The Nets traded Douglas-Roberts the next summer to Milwaukee, where he had a decent season. But with the lockout looming, Douglas-Roberts wanted to make sure he kept playing and signed with Virtus Bologna of the Italian League.
He's barely made a peep in the NBA since then.
A sprained ankle has limited him for two of the Lakers' three summer league games, his averages of eight points and 1.6 assists on the modest side. But Douglas-Roberts said he no longer fashions himself as a prolific scorer, his game having evolved into one that emphasizes versatility.

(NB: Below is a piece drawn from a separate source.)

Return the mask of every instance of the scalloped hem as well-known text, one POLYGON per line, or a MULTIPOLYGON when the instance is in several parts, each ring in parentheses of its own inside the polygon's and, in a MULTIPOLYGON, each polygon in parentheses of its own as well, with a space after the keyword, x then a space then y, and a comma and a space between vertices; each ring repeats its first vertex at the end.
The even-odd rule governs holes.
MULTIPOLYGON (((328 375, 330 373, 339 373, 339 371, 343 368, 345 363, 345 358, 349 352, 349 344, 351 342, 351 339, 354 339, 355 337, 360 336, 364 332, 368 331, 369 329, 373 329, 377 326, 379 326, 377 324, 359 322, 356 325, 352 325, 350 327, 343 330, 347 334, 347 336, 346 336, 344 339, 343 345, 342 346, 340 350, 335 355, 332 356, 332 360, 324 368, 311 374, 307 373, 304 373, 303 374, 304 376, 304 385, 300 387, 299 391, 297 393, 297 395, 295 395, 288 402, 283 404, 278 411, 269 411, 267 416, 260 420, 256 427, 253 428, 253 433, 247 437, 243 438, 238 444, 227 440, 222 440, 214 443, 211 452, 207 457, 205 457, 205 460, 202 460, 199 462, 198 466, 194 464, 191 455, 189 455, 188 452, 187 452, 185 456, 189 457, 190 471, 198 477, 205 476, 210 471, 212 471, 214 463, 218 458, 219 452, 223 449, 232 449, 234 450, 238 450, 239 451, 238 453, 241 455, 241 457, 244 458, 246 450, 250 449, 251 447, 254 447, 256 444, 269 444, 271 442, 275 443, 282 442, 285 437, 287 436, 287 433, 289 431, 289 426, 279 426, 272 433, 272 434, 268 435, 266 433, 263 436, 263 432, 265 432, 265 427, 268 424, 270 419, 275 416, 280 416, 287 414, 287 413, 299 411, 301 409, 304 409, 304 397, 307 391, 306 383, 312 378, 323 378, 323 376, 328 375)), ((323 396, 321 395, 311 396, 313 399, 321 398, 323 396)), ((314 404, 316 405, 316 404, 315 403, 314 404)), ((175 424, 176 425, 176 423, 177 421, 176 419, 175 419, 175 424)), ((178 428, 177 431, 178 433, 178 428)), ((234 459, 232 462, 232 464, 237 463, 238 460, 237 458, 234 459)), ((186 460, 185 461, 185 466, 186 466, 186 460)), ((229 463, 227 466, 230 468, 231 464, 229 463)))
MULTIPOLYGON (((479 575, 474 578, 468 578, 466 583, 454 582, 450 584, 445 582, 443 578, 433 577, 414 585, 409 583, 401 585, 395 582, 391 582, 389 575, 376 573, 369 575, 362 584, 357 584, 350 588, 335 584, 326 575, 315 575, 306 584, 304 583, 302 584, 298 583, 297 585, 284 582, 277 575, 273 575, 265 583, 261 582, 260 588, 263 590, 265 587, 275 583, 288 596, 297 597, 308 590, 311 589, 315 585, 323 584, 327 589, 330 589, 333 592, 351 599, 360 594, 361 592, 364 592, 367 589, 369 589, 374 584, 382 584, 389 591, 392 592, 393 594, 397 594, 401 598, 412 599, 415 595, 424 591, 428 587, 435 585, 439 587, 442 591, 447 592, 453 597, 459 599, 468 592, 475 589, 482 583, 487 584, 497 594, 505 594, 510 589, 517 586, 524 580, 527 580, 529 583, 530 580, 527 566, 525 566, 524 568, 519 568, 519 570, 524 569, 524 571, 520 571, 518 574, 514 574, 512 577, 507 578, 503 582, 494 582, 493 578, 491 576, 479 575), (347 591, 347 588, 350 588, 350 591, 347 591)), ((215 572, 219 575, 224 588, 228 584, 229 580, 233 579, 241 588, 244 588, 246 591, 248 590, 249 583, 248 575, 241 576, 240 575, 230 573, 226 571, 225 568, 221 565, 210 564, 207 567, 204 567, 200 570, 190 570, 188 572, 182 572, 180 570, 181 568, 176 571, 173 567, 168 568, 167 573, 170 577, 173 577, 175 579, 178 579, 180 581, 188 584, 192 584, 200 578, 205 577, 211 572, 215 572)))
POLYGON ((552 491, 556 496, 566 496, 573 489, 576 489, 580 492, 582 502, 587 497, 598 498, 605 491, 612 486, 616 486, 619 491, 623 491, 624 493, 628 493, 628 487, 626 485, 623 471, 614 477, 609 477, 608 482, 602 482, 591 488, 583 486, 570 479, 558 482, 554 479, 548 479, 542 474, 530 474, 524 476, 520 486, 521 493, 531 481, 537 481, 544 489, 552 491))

"I know people expect me to have tremendous scoring numbers, but that's not what I'm here to do, honestly," he said. "I'm just trying to play more of a point-forward role and get guys involved as if I was actually playing on the real team."
Appearances don't matter as much to Douglas-Roberts anymore. He acknowledged having cringed when he was in the Lakers' training camp last fall, his status having taken such a serious hit.
Now he's willing to do whatever it takes, something Vandeweghe said he's noticed while watching his former player in the summer league.
"He's somebody who has matured a great deal and is not only going to utilize his skill in scoring but to make others around him better, and that's something all young players need to learn — to facilitate more, handle the ball, maybe run a team a little bit more," said Vandeweghe, who is the NBA's vice president of basketball operations. "Those are all things that come with time."
At 26, Douglas-Roberts realizes time is one commodity that's no longer in heavy supply when it comes to his making the NBA. He hopes a new attitude results in a different outcome.
"Last year, I kind of had a higher expectation," he said. "But you can't do that. You're never done paying dues and that's how I look at this."